After 1838, 500 Black Seminoles emigrated with Seminole Indians to the Indian Territory in present-day Oklahoma. Despite Army promises of freedom, however, out west the Black Seminoles found themselves threatened by slave raiders, including pro-slavery Creek Indians and even some former Seminole Indian allies, whose allegiance to the maroons diminished after the war. Officers of the federal army tried to protect the Black Seminoles, but in 1848 the U.S. Attorney General bowed to pro-slavery lobbyists and ordered the army to disarm the maroons.
Facing possible enslavement, in 1849 the maroon leader John Horse and about 100 Black Seminoles staged a mass escape from the Indian Territory to Mexico, where slavery had long been outlawed. The black fugitives crossed to freedom in July 1850. They rode with a faction of traditionalist Seminoles under the Indian chief Coacochee, who led the expedition. The Mexican government welcomed the Seminole allies as border guards on the frontier.
For the next 20 years, Black Seminoles served as militiamen and Indian fighters in Mexico, where they became known as los mascogos. Slave raiders from Texas continued to threaten the community, but with arms and reinforcements from the Mexican army, the black warriors ably defended themselves.

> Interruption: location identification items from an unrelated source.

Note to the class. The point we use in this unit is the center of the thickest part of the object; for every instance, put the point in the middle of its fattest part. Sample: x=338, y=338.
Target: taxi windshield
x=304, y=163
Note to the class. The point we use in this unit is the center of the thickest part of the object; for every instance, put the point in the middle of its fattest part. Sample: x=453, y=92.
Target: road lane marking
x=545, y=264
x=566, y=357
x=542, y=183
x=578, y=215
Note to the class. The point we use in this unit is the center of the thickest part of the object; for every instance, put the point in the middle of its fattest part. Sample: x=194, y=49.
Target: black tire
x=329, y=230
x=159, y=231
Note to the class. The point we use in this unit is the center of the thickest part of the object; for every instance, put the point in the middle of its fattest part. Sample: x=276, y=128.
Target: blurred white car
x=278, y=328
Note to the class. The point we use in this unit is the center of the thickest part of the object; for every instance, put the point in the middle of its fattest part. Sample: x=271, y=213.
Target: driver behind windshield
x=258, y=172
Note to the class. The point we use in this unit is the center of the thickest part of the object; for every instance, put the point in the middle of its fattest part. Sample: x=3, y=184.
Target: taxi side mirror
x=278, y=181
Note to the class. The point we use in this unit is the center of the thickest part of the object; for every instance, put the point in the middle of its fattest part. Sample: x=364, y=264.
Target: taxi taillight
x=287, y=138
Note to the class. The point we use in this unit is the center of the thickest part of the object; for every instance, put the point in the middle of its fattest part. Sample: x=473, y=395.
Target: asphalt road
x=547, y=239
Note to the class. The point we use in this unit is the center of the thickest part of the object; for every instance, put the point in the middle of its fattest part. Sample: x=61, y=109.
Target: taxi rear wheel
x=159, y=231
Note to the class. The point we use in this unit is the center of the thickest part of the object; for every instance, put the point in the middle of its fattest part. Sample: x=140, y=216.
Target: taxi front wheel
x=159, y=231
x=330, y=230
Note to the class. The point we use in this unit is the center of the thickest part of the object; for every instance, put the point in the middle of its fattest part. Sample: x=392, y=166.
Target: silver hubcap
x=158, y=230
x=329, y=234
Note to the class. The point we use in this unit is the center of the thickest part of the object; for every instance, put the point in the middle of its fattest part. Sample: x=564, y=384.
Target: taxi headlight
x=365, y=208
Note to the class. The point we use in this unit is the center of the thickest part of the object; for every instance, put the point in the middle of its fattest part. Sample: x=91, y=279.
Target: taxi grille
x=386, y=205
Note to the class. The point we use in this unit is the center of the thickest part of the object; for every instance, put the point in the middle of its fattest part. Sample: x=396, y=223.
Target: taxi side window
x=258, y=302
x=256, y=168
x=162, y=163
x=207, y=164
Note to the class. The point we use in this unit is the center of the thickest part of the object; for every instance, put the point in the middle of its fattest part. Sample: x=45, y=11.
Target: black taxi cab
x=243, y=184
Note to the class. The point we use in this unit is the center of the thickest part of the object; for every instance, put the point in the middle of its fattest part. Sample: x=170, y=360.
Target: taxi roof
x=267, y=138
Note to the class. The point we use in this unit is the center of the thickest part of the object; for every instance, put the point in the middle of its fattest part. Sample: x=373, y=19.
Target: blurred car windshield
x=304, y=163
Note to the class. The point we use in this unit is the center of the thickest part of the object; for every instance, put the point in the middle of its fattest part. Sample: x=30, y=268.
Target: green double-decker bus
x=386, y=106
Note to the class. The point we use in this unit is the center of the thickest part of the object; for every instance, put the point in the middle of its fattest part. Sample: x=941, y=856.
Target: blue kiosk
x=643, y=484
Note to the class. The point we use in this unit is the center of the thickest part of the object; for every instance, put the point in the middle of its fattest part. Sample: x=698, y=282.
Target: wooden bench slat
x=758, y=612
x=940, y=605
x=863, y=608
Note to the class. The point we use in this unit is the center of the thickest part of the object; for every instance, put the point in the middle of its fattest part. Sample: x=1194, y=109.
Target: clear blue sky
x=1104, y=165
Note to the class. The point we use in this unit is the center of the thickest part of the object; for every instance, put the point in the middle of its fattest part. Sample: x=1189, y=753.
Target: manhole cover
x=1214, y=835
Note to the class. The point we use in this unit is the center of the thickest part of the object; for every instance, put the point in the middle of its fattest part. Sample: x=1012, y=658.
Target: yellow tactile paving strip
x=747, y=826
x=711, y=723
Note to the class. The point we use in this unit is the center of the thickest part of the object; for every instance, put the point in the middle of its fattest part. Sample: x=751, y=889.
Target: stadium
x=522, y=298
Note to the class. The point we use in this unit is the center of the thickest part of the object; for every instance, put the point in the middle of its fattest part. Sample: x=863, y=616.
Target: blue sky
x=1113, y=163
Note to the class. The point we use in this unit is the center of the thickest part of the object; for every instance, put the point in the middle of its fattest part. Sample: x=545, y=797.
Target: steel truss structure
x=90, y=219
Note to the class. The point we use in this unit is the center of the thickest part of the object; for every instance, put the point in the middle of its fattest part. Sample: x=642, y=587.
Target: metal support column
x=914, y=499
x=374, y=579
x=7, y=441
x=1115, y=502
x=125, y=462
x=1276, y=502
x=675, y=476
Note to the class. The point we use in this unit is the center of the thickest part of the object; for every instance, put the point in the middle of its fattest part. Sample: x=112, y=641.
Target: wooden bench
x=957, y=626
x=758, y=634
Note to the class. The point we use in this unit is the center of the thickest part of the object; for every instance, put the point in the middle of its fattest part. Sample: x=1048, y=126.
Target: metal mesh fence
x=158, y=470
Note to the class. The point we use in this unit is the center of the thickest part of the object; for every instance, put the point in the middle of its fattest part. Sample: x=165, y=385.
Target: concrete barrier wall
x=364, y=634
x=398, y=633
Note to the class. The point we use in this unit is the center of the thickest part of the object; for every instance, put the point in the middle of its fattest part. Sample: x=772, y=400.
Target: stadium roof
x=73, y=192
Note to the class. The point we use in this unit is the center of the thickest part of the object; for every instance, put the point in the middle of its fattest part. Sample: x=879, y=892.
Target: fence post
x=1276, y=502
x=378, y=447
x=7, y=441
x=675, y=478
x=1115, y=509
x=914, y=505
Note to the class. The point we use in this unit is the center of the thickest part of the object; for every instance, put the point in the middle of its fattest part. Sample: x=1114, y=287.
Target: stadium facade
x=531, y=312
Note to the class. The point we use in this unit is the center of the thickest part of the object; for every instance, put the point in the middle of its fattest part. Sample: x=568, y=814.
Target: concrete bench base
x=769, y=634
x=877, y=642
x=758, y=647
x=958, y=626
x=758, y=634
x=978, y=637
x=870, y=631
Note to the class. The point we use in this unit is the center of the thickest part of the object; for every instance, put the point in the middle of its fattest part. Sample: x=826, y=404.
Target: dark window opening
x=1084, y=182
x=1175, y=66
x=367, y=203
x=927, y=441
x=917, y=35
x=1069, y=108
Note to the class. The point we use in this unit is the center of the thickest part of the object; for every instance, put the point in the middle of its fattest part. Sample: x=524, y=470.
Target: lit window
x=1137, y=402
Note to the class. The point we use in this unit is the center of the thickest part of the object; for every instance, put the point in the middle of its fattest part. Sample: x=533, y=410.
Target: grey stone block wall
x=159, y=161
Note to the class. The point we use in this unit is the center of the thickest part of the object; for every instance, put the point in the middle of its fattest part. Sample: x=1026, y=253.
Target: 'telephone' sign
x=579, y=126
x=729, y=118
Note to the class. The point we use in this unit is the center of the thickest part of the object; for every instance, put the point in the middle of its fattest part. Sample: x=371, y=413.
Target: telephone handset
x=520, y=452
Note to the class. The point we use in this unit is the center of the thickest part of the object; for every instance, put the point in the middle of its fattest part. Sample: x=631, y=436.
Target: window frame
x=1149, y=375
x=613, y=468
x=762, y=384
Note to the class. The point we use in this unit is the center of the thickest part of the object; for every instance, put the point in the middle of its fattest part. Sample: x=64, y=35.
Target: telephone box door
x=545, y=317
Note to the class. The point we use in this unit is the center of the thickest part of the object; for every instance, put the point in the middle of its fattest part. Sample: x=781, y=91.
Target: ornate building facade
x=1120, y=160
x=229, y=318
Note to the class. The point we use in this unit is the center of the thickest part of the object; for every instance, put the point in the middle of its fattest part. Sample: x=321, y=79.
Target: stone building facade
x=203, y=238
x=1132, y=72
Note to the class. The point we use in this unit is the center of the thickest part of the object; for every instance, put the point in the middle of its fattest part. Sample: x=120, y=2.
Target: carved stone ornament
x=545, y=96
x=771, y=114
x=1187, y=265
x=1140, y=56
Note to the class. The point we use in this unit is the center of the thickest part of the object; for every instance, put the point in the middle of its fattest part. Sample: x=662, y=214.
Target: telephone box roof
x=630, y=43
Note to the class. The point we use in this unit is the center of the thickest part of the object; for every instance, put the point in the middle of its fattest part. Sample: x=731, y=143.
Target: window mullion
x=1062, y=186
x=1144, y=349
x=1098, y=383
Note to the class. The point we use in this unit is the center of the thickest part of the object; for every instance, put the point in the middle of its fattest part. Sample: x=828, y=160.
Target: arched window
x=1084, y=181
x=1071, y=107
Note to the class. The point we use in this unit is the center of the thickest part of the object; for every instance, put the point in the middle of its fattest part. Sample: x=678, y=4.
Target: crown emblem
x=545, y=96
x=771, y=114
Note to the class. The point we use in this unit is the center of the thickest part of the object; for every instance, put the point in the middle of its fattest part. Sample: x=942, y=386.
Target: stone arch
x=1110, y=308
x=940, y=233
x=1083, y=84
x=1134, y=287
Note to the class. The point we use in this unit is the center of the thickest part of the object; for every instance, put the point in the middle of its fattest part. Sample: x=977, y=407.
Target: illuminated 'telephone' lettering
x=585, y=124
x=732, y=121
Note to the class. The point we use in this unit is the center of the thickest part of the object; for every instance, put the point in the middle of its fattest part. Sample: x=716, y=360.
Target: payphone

Throughout the period, several hundred Black Seminoles remained in the Oklahoma Indian Territory as allies of the Seminole Indians. With the end of slavery in the U.S., these maroons became known as Seminole Freedmen. They lived—as their descendants still do—in and around Wewoka, Oklahoma, the community that John Horse founded as a black settlement in 1849 and that is presently home of the Seminole Nation of Oklahoma.
In 1870, the U.S. Army invited the Mexican-based Black Seminoles to return to the U.S. and serve as army scouts. The Seminole Negro Indian Scouts (originally a black unit despite the name) played a lead role in the Texas Indian wars of the 1870s. The scouts became famous for their tracking abilities and feats of endurance. Four of them won Congressional Medals of Honor. They served as advance scouts for the commanding white officers and the all-black units known as the Buffalo Soldiers, with whom they were closely associated. After the close of the Texas Indian wars, the scouts remained stationed at Fort Clark in Brackettville, Texas, until the army disbanded them in 1914. Family members settled in and around Brackettville, which houses a cemetery for the scouts and remains the spiritual center of the Texas-based Black Seminoles.
The community in Nacimiento, Coahuila, persists on lands adjacent to the Kickapoo Indians. Yet another Black Seminole community resides half a continent away on Andros Island in the Bahamas, where refugees from the nineteenth-century Florida wars found a sanctuary from American slavery.
In 2003 and 2004, Seminole Freedmen in Oklahoma were in the national news because of a legal dispute with the Seminole Nation of Oklahoma over membership and rights within the tribe. Freedmen were trying to gain access to services provided by a $56 million settlement awarded to the Seminole Nation. The dispute developed after Seminole Indians voted to exclude some Freedmen from inclusion in the settlement and membership in the tribe. In June 2004, the U.S. Supreme Court refused to allow the Seminole Freedmen to sue the federal government for inclusion in the settlement unless they could obtain the Seminole Nation's consent.